Find the real solutions of [itex]x^3+6x^2-8x+1[/itex]

## Homework Equations

quadratic

## The Attempt at a Solution

First I tried simple numbers starting with 1 and found that +1 was a solution and therefore I could write

[tex]

x^3+6x^2-8x+1=(x-1)(Ax^2+Bx+C) \\

x^3+6x^2-8x+1=Ax^3+Bx^2+Cx-Ax^2-Bx-C \\

[/tex]

And then equated the coeffeciants

For x^3, [itex]1=A[/itex]

For x^2, [itex]6=B-A[/itex]

For x^1, [itex]-8=C-B[/itex]

For x^0, [itex]1=-C[/itex]

With knowing that A=1 and C= -1 , B can be found to be 7 .
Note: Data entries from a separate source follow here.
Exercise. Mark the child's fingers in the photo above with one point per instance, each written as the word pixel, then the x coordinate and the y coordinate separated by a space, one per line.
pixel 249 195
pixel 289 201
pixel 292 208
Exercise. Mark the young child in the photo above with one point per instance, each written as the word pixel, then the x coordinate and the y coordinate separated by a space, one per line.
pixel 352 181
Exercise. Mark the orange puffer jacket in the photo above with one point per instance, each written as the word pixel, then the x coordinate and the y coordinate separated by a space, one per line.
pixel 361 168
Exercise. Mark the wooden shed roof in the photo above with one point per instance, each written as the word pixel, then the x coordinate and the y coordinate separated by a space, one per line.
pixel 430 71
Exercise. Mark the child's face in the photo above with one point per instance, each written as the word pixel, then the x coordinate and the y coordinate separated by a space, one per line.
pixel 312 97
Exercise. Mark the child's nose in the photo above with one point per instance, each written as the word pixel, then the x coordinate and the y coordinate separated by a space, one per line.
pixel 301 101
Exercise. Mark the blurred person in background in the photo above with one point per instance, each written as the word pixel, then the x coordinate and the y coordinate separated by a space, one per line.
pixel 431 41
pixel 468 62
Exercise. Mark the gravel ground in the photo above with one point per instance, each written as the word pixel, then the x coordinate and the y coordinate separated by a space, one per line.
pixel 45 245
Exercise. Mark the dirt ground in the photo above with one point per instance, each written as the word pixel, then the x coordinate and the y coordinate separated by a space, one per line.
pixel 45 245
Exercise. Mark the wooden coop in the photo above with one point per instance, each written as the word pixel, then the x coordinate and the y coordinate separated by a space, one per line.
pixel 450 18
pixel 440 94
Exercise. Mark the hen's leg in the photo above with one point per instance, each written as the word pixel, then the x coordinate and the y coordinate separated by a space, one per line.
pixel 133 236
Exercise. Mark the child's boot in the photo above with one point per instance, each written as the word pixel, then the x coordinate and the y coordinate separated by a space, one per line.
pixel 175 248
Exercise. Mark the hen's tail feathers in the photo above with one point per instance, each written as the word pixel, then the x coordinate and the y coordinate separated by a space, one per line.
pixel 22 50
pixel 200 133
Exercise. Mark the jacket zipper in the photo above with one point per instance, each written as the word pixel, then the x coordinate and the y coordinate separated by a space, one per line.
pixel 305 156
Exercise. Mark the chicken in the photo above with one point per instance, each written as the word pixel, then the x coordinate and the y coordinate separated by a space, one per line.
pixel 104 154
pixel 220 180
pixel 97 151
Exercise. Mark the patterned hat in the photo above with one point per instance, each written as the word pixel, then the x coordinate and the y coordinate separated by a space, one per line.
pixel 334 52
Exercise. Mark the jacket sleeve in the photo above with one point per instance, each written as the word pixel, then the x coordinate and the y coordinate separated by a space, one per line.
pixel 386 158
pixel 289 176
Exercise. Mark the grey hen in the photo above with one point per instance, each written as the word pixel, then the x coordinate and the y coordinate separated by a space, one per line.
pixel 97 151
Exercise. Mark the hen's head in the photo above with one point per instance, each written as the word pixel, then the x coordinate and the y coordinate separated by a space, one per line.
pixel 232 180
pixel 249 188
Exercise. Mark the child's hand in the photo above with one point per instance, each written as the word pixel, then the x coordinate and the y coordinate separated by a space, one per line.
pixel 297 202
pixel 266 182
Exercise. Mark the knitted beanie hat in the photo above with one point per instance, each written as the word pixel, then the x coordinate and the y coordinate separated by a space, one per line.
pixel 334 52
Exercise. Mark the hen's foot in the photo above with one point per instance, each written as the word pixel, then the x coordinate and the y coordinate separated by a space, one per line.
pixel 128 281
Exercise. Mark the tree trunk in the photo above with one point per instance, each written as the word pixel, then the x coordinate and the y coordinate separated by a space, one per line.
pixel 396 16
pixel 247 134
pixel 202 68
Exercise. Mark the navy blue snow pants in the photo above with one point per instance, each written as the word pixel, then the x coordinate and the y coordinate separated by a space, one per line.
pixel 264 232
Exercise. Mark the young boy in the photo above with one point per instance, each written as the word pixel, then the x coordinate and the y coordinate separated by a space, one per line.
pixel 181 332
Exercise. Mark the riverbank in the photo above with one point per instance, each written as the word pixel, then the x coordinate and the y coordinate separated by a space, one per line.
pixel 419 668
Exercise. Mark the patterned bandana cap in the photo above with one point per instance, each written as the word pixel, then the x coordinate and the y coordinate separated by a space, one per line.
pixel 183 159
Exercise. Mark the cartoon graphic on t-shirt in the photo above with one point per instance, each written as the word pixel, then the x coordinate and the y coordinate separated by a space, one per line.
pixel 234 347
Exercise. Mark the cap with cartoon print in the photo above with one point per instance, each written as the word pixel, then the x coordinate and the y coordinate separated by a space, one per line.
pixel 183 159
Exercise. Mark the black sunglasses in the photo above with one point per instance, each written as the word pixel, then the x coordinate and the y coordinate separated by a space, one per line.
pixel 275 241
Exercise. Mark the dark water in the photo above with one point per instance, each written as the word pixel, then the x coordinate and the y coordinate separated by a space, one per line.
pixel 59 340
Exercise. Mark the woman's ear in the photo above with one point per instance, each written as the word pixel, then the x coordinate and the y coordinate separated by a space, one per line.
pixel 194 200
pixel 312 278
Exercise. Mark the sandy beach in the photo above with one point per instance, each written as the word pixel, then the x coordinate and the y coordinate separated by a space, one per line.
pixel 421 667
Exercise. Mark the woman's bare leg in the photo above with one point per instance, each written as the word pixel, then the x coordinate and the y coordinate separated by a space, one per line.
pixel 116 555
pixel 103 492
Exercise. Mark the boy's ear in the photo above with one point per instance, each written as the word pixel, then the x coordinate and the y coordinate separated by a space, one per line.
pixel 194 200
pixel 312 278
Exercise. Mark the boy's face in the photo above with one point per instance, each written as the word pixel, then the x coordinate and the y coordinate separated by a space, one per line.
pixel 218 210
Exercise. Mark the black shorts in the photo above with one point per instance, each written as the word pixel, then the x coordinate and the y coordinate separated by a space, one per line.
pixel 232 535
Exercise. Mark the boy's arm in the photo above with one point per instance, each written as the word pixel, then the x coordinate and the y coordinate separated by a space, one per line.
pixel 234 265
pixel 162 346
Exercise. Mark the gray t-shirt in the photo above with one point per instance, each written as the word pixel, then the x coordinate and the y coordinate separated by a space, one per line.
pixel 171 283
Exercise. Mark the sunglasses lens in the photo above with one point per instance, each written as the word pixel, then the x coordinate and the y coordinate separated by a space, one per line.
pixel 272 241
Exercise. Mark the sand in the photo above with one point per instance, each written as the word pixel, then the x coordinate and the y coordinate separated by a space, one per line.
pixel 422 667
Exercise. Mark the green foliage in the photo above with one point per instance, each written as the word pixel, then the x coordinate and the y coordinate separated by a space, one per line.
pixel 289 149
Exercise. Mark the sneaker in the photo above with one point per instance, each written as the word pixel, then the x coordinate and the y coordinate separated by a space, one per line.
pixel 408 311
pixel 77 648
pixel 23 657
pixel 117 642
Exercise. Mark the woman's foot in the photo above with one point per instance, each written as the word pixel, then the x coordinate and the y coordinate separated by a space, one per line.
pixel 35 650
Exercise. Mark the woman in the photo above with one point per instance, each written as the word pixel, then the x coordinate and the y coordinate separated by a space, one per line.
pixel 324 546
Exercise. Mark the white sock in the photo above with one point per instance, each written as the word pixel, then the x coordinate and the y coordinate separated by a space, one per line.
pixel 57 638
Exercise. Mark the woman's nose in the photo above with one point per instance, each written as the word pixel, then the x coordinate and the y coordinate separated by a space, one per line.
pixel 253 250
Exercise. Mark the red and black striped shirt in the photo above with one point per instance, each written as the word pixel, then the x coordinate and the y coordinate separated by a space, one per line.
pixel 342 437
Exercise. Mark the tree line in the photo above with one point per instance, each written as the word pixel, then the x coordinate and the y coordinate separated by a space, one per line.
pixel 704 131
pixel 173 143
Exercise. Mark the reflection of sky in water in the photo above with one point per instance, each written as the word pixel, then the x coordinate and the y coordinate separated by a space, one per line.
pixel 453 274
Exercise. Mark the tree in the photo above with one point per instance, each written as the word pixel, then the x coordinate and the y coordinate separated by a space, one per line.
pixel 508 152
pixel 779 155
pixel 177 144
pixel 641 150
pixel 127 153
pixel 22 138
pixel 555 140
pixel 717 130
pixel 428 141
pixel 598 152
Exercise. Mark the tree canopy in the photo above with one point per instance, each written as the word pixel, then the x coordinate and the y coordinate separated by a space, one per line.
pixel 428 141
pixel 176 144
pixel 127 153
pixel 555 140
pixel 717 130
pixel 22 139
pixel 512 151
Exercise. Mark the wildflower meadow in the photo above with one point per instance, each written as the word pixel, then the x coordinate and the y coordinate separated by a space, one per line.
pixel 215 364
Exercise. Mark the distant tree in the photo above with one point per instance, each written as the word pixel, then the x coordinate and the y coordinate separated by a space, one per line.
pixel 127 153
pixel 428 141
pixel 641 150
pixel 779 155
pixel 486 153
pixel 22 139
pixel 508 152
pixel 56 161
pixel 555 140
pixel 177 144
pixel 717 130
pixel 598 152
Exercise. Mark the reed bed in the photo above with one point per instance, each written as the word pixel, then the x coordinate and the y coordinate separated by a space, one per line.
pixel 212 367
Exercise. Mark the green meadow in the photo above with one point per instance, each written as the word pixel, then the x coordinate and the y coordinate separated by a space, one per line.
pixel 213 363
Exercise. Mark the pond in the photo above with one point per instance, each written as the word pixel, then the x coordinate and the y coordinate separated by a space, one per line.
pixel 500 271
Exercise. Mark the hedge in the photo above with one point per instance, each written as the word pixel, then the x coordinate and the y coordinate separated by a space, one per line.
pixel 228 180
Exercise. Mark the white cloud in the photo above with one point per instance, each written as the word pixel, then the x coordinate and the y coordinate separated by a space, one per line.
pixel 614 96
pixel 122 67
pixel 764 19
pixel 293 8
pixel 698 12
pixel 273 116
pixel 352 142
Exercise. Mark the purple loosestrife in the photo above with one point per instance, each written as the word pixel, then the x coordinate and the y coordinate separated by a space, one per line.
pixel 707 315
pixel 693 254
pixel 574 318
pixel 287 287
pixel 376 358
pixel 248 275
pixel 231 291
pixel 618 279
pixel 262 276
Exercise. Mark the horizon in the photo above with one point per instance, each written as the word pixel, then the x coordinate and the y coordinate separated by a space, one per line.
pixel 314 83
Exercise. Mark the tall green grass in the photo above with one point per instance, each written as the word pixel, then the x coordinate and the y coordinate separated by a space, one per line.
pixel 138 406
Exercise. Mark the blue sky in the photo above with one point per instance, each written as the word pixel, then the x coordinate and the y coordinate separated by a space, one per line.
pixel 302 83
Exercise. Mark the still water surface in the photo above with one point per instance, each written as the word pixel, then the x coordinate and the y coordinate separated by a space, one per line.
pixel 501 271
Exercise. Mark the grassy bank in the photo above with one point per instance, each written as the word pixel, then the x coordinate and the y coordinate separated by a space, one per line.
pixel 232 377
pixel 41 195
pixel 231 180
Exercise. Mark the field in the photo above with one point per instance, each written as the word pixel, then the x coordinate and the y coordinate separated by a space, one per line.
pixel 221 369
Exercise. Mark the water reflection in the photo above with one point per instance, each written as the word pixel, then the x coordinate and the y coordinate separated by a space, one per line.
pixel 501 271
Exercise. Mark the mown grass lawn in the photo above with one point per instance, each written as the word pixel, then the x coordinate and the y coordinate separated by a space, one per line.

And therefore I can write [itex]x^3+6x^2-8x+1=(x-1)(x^2+7x-1)[/itex]

If I then use the quadratic formula on the quadratic factor I end up with

[itex]\frac{-7\pm\sqrt{53}}{2}[/itex]

And as 53 is prime that is as far as it can go without losing accuracy.

I don't know if this is all I have to do, if I have done what I have done correctly or what. I am a bit confused. Any help/advice appreciated.